OP-ED: Robson Square Makeover Needed
By Dave Crossley
Where’s the square? That was the question posed by the Vancouver Public Space Network in 2009 when it held a design ideas competition to highlight Vancouver’s lack of a purposeful central gathering place – a true town square.
As anyone who has visited the great cities of the world (not to mention many charming smaller towns) knows, a lively town square adds something truly valuable to the heart of any urban community.
Whether it’s New Year’s Eve in Times Square, a protest rally in Trafalgar Square, or a weekend market in a small Italian village piazza, such public gathering spaces and the activities they host contribute something vital to a community. And its something Vancouver has been lacking for a very long time.
During the 2010 Winter Olympics many residents and visitors experienced, even if only temporarily, what a truly vibrant urban square feels like. With the temporary closure of several blocks of Robson St. the area came alive with tens of thousands of people.
Many of the thousands who thronged Robson Square and the nearby streets were drawn to the activities on offer during the Olympics – such as the zip-trek line that had folks lined up for hours, the skating rink, the free entertainment, and the nightly fireworks show. But others simply came out to join the crowds and soak in the festive atmosphere that had taken hold in the heart of Vancouver. It was truly a place to be.
For those two short weeks in February 2010, Robson St. and a portion of Robson Square came alive. Even some hardened Vancouverites dared to suggest that our city might finally be shedding its reserved attitude, and well-deserved reputation as “no fun city”.
Unfortunately, as the light from the Olympic flame became a distant memory, the tents were folded, and the traffic returned to the streets, Vancouver quickly returned to its old staid, conservative self. Quickly it became apparent just how temporary it had all been. With the one small exception of the subterranean skating rink, which was back in gear this winter, Robson Square returned to its old self as well.
Indeed, several media commentaries about the utter lack of any civic activity or celebration this past New Year’s Eve noted how embarrassing it was for a city that prides itself on being cosmopolitan and world-class.
While countless throngs celebrated under fireworks in Sydney, and partied under the dropping-ball in New York, thousands more rang in the New Year at the Seattle Center and the Space Needle, and partied with a concert in Nathan Phillips Square in Toronto.
Meanwhile Vancouver’s streets were kept clear of any public gatherings. Where’s the party? As anyone who’s tried to plan an event knows, you first need a venue. Where’s the square?
But Vancouverites should be asking – does it have to be so? The answer, of course, is no.

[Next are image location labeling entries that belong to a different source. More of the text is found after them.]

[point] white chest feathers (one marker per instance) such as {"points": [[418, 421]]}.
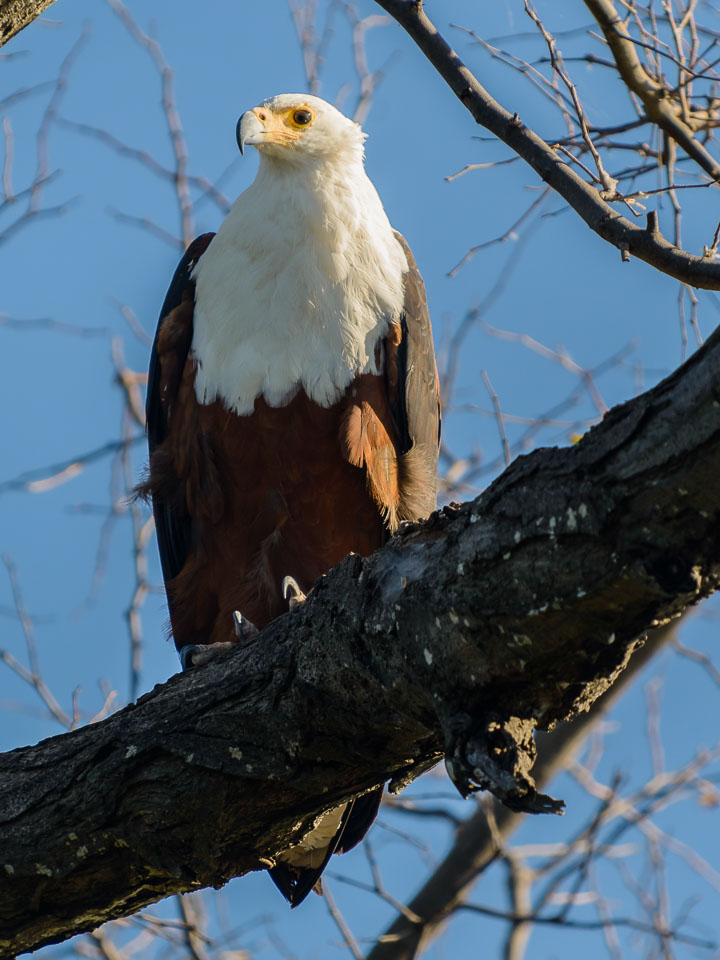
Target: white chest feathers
{"points": [[296, 289]]}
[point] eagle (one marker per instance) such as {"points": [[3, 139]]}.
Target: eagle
{"points": [[292, 410]]}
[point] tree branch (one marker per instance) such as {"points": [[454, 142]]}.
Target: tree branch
{"points": [[517, 609], [16, 14], [659, 107], [646, 244]]}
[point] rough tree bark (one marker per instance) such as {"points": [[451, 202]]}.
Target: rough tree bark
{"points": [[16, 14], [513, 611]]}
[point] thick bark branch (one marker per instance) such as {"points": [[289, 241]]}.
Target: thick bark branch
{"points": [[16, 14], [476, 842], [515, 610], [646, 244]]}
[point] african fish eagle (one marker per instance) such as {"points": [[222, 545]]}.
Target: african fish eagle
{"points": [[292, 409]]}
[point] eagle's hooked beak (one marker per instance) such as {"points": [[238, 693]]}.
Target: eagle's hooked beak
{"points": [[250, 129]]}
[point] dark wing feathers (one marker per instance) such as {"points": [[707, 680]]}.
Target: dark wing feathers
{"points": [[173, 525], [295, 884]]}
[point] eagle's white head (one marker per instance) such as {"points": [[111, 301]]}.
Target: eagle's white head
{"points": [[295, 126], [302, 279]]}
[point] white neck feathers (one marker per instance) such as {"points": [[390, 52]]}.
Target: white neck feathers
{"points": [[297, 287]]}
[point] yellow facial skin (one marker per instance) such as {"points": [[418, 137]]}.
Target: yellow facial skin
{"points": [[285, 126]]}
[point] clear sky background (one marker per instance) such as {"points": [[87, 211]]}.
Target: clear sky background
{"points": [[69, 280]]}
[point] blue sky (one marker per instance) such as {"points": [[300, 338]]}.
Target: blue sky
{"points": [[561, 285]]}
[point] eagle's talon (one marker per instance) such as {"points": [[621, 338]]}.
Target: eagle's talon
{"points": [[197, 654], [292, 592]]}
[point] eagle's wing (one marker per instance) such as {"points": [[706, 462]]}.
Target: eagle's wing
{"points": [[167, 361], [391, 426], [391, 429], [414, 398]]}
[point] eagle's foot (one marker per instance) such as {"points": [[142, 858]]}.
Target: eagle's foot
{"points": [[197, 654], [244, 630], [292, 592]]}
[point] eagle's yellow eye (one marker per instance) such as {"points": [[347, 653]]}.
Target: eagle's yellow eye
{"points": [[302, 117]]}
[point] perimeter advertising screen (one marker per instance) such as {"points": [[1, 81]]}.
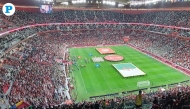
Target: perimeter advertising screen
{"points": [[46, 8]]}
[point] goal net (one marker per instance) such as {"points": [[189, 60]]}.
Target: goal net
{"points": [[143, 84]]}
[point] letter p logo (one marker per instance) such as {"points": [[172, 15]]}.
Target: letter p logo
{"points": [[8, 9]]}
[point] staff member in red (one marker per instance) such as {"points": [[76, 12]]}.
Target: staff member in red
{"points": [[138, 100]]}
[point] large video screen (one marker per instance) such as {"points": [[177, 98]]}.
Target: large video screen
{"points": [[46, 8]]}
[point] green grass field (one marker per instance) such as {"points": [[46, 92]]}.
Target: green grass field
{"points": [[92, 81]]}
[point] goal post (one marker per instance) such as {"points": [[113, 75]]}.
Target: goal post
{"points": [[143, 84]]}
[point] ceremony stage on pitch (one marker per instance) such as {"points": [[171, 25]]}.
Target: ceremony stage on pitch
{"points": [[128, 70]]}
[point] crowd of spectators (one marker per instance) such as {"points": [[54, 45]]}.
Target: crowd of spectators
{"points": [[39, 79], [169, 18]]}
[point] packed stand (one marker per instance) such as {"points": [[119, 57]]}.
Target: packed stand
{"points": [[174, 49]]}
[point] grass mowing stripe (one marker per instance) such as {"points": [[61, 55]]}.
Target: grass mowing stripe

How our public spaces are designed, redesigned, utilized and operated should be the topic of vigorous public debate and discussion.
And there has indeed been some discussion about including a public plaza in the proposed new art gallery on the Larwill Park site (the old bus depot site behind the Queen Elizabeth theatre). However, this location on the eastern edge of downtown butted against the Beatty St. escarpment presents several difficulties.
It is an uncomfortable edge-zone far from the commercial and entertainment heart of the downtown. It is not nearly as well served by public transit. The surrounding buildings do not provide the same sense of enclosure and intimacy – contributing to the exposed mouse-on-the-snow feeling. But most importantly, it is not where Vancouverites choose to congregate to celebrate playoff hockey victories, or hang out on warm summer nights. Historically, that place has been Robson St. and good planning builds on and improves what already works.
Recent developments provide the perfect opportunity to once again urge our civic leaders to seize this issue and make some concrete progress. At present, a large portion of the northern part of the Robson Square complex is behind fences, as it undergoes repairs and maintenance. To facilitate this work the single block of Robson St. between Hornby St. and Howe St. has been temporarily closed to traffic.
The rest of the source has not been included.